The economic implications for the labor market are equally stark. Unlike previous technological revolutions that replaced physical labor with machines, the intelligence revolution targets cognitive labor. Hassabis acknowledges that while new types of jobs will undoubtedly emerge, the speed of the transition will make it difficult for education systems and labor policies to keep up. He suggests that society must begin discussing new frameworks for wealth distribution and the meaning of human contribution in an era where intelligence is no longer a human monopoly. The transition will likely be messy and disruptive, much like the original Industrial Revolution, but Hassabis argues that just as we would not wish to undo the progress of the past two centuries, we will eventually see this transition as a net positive for humanity’s long-term flourishing.[8]

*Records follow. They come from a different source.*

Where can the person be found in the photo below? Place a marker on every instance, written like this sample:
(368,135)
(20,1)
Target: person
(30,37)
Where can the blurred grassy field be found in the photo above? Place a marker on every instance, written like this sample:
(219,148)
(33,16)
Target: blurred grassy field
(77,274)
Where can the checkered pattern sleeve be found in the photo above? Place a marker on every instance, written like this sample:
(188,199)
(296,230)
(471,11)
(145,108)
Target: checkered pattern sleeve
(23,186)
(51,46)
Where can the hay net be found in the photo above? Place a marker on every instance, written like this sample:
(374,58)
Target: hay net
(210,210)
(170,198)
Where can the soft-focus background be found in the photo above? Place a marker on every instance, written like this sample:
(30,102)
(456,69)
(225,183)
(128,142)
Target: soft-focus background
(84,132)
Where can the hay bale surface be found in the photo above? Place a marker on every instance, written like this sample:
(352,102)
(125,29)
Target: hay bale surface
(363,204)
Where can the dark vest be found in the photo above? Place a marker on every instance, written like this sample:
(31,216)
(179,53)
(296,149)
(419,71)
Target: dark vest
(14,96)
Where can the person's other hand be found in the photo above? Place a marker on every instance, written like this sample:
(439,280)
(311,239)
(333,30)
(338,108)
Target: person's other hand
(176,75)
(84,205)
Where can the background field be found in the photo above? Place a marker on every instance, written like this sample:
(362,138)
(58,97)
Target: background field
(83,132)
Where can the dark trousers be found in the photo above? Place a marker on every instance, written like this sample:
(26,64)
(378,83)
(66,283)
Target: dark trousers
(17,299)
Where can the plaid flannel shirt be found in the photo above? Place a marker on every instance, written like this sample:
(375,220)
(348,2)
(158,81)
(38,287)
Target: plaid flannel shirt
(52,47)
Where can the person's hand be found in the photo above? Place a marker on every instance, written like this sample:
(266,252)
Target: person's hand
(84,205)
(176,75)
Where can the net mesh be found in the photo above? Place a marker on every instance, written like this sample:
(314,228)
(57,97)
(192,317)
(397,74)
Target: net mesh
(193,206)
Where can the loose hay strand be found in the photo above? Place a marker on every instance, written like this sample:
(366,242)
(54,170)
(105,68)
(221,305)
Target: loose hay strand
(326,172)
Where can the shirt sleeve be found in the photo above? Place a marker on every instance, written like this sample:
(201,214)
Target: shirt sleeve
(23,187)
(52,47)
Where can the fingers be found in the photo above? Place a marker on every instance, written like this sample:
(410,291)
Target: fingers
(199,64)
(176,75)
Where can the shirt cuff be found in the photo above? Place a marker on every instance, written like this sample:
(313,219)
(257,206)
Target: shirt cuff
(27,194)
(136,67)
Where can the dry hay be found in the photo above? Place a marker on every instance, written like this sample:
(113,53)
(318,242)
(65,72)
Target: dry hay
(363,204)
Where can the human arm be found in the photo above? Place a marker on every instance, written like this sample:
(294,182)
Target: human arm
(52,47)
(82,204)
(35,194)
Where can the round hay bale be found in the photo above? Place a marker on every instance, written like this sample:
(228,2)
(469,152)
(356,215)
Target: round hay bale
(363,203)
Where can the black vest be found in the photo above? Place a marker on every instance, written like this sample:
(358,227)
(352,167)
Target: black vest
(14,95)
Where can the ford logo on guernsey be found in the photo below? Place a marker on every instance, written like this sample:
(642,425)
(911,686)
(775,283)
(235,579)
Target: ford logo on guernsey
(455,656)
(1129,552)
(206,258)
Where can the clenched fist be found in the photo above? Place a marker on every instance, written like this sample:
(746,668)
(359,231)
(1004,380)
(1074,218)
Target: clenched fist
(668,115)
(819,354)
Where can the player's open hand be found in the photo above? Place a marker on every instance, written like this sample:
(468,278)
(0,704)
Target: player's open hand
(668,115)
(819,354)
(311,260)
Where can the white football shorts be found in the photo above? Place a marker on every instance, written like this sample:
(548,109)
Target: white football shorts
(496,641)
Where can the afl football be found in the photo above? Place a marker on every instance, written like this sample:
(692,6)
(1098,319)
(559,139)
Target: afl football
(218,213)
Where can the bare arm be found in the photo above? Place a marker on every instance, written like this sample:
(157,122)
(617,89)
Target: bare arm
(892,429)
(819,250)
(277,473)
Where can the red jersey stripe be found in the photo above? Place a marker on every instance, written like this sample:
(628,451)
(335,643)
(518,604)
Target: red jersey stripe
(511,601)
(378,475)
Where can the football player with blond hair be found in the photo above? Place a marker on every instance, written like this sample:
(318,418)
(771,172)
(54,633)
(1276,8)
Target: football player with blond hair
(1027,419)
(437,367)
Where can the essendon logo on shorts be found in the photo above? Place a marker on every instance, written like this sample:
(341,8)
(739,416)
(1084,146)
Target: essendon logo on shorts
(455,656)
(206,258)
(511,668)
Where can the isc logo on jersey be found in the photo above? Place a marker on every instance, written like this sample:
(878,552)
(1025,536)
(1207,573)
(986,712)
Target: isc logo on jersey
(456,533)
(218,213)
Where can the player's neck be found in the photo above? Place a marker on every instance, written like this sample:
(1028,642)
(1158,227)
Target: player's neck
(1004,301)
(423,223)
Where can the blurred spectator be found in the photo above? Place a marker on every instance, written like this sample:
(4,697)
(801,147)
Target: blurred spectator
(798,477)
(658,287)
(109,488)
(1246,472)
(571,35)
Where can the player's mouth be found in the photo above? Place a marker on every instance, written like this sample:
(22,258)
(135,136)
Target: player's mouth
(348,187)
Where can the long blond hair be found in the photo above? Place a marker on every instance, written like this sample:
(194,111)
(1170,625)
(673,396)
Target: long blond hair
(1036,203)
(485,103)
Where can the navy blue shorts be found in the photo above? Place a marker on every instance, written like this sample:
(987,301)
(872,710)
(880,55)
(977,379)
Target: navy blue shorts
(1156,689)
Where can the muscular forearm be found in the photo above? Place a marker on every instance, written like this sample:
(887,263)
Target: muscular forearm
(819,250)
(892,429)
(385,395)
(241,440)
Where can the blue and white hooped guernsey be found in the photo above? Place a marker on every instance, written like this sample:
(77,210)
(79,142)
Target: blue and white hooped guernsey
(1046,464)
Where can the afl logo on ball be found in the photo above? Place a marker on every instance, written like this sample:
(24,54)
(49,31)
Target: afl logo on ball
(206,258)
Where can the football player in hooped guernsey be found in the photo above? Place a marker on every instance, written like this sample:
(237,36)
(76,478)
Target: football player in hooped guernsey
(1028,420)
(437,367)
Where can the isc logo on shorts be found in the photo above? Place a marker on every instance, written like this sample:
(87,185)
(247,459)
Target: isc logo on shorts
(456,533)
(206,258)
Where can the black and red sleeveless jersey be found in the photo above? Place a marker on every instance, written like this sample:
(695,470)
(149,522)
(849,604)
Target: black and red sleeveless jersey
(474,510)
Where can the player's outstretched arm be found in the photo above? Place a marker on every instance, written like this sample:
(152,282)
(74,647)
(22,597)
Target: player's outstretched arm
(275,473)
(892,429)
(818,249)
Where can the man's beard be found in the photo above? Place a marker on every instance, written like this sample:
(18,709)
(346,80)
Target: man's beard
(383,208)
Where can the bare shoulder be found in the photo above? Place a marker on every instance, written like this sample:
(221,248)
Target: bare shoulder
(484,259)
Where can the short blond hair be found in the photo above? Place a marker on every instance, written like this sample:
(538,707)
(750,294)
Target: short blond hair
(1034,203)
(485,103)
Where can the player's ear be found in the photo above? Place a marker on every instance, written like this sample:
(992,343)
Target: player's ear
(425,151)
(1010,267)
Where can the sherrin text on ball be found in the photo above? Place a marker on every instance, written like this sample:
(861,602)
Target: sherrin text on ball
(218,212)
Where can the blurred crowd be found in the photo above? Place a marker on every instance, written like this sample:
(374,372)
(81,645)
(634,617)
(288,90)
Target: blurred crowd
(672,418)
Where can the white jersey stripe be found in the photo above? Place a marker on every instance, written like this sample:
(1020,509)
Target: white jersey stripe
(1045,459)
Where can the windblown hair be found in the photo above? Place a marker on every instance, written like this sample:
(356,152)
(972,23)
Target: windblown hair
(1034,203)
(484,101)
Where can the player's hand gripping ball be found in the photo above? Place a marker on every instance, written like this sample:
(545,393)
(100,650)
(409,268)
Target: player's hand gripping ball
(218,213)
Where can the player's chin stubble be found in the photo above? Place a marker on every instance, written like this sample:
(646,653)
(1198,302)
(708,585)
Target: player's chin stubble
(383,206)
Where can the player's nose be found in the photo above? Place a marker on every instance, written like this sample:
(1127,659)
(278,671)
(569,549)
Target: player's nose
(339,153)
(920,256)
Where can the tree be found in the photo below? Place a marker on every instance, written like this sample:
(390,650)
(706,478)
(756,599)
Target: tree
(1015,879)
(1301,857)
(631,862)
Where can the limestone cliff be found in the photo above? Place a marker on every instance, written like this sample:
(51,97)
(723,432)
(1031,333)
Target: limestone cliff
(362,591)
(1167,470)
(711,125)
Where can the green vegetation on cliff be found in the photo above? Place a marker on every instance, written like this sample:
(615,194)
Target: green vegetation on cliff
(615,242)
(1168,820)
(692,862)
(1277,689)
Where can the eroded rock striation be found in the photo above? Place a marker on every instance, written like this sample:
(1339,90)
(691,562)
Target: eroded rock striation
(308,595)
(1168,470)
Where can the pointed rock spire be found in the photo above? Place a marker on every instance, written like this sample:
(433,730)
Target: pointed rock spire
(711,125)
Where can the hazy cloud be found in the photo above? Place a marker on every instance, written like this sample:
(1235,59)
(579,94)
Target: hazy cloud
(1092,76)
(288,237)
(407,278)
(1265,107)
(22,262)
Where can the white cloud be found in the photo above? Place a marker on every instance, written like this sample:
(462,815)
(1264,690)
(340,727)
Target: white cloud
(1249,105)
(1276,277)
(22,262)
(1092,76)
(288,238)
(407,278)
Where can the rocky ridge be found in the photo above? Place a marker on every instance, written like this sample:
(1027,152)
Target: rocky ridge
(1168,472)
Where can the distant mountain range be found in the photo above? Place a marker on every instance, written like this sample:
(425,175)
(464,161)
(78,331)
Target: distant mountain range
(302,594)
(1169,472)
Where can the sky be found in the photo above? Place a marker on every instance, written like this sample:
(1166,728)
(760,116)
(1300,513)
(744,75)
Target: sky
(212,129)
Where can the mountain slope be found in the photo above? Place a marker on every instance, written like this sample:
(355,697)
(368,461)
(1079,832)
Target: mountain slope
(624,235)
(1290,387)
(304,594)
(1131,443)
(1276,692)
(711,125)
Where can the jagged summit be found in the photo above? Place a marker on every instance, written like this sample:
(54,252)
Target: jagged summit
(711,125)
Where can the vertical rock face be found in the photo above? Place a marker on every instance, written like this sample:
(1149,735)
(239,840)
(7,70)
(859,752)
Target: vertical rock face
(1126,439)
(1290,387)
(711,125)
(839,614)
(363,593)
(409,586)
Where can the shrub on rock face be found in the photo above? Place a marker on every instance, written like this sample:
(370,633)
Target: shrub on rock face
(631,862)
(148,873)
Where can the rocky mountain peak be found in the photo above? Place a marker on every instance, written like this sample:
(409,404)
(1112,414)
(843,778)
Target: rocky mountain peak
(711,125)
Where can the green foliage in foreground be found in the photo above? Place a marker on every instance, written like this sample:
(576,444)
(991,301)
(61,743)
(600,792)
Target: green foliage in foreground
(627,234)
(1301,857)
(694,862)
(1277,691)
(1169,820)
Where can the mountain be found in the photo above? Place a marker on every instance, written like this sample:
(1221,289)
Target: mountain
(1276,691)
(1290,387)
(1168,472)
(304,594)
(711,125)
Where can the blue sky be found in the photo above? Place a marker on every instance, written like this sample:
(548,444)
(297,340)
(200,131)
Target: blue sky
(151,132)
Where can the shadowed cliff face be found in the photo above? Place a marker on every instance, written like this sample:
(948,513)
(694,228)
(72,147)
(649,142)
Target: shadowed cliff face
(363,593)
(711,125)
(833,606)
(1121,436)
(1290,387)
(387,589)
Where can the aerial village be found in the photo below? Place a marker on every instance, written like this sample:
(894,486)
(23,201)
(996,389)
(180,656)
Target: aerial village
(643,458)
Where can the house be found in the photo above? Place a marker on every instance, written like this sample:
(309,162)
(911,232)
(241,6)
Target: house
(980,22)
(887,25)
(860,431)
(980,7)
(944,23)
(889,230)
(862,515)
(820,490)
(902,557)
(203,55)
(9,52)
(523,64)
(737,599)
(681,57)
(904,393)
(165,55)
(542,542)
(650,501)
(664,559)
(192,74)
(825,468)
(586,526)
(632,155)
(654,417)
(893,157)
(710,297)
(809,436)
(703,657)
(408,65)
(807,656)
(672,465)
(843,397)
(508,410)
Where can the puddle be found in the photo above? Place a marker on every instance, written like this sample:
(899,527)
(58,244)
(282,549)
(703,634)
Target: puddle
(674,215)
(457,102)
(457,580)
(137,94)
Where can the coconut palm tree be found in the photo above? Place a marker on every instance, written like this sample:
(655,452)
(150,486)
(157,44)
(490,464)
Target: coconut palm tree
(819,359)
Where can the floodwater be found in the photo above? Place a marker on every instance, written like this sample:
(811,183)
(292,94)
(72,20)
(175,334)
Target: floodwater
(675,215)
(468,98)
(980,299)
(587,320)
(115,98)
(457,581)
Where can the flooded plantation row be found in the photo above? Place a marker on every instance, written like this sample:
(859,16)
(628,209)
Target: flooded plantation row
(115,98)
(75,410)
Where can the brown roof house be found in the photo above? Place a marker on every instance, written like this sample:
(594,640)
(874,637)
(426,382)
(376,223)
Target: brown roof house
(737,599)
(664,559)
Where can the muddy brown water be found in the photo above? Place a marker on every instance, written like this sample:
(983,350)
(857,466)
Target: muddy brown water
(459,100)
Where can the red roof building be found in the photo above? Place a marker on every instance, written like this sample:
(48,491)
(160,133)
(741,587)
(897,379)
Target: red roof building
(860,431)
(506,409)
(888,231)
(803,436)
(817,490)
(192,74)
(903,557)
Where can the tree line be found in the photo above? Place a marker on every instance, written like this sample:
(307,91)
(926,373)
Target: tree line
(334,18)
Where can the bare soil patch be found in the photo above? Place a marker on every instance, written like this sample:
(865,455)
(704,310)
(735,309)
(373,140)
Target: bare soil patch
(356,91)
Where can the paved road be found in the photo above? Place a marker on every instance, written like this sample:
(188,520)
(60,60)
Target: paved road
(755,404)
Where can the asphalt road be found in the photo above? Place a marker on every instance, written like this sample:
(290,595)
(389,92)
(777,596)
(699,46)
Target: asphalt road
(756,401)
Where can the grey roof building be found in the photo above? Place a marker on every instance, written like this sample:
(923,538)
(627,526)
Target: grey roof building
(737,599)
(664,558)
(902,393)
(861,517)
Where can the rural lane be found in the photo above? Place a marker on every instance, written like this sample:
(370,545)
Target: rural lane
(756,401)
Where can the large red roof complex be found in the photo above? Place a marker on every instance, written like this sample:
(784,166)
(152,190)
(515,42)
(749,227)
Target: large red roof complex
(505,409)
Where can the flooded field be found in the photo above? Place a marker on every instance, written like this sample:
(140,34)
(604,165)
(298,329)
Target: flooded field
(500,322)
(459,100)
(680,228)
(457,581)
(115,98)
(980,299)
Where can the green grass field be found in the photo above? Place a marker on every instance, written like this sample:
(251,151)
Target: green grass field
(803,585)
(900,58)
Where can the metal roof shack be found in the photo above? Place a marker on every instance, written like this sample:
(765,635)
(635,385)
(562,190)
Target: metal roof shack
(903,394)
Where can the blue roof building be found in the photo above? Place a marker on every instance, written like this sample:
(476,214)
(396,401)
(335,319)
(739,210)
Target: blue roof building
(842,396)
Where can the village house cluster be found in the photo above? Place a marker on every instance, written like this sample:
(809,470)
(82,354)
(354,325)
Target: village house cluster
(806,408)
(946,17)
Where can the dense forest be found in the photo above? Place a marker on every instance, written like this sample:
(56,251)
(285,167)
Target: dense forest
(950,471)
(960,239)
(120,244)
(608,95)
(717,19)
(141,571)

In the final analysis, the prediction of a decade-long transition that matches a century of industrial change serves as a call to action for both the public and private sectors. The "engine room" of the modern world is shifting from hardware and energy to software and intelligence. If Hassabis is correct, we are living through the last few years of the "pre-AGI" era, a time that will soon be viewed as the quiet before a storm of innovation. The challenge for the coming decade will be to navigate this compressed revolution with enough foresight to mitigate the risks while ensuring that the "ten-fold" increase in productivity and discovery is shared equitably across the globe. The window for preparation is closing, and the arrival of a system that can exhibit the full spectrum of human cognitive capabilities may be much closer than the current cycle of hype suggests.[2][3]